34 C
Jakarta
Array

Islam Buku dan Islam Kehidupan

Artikel Trending

Islam Buku dan Islam Kehidupan
Dengarkan artikel ini
image_pdfDownload PDF

Tidak ada satupun makhluk di dunia ini yang sepenuhnya mampu memahami ayat-ayat Al-qur’an sebaik pemahaman Rasulullah SAW. Pemahaman kita hanya sekian kecil dan itu sudah lumayan daripada tidak paham sama sekali. Dan Nabi SAW paham betul tentang kondisi otak-otak kita, maka beliau menguatkanya dengan nasihat atau perkataan ( hadist ). Dan ternyata kita masih tidak paham-paham juga, maka sebagai alternatif terakhir, beliau mewanti-wanti kepada kita: “Ikutilah aku, tirulah aku atau contohlah aku”.

Dari situ kita bisa melihat bahwa di zaman nabi SAW para sahabat menjadikan Al-qur’an dan hadist sebagai pedoman dan Rasulullah SAW sebagai panutan atau tauladan yang utama. Tempat menyerahkan setiap permasalahan dalam mengambil keputusan. Mereka menyaksikan bagaimana cara Nabi mengemas islam dan kehidupan menjadi satu. Mencontoh bagaimana cara Nabi bersosial, bermasyarakat, berbudaya, dan bernegara.

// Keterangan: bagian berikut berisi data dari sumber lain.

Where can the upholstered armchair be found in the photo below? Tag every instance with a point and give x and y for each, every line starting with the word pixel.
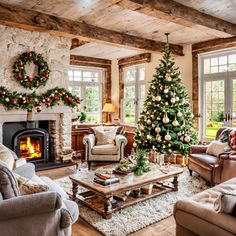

Sampai hal-hal yang bersifat pribadi dan intim, dan yang sangat intim.

Kemudian apa yang para sahabat pelajari dan tiru dari Rasulullah SAW, kemudian mereka tularkan dan contohkan kepada generasi selanjutnya yaitu tabi’ien. Generasi tabi’ien menularkan dan mencontohkan kepada generasi selanjutnya yaitu tabi’ut tabi’ien, lalu kepada salafush shalih, lalu kepada ulama’ul karim, lalu sampailah kepada kita ( semoga ).

Mereka ( ulama ) adalah pembimbing kita , panutan kita saat ini. Jalan kita untuk mengenal Nabi Agung Muhammad SAW, dan jalan untuk kembali kepada Allah SWT.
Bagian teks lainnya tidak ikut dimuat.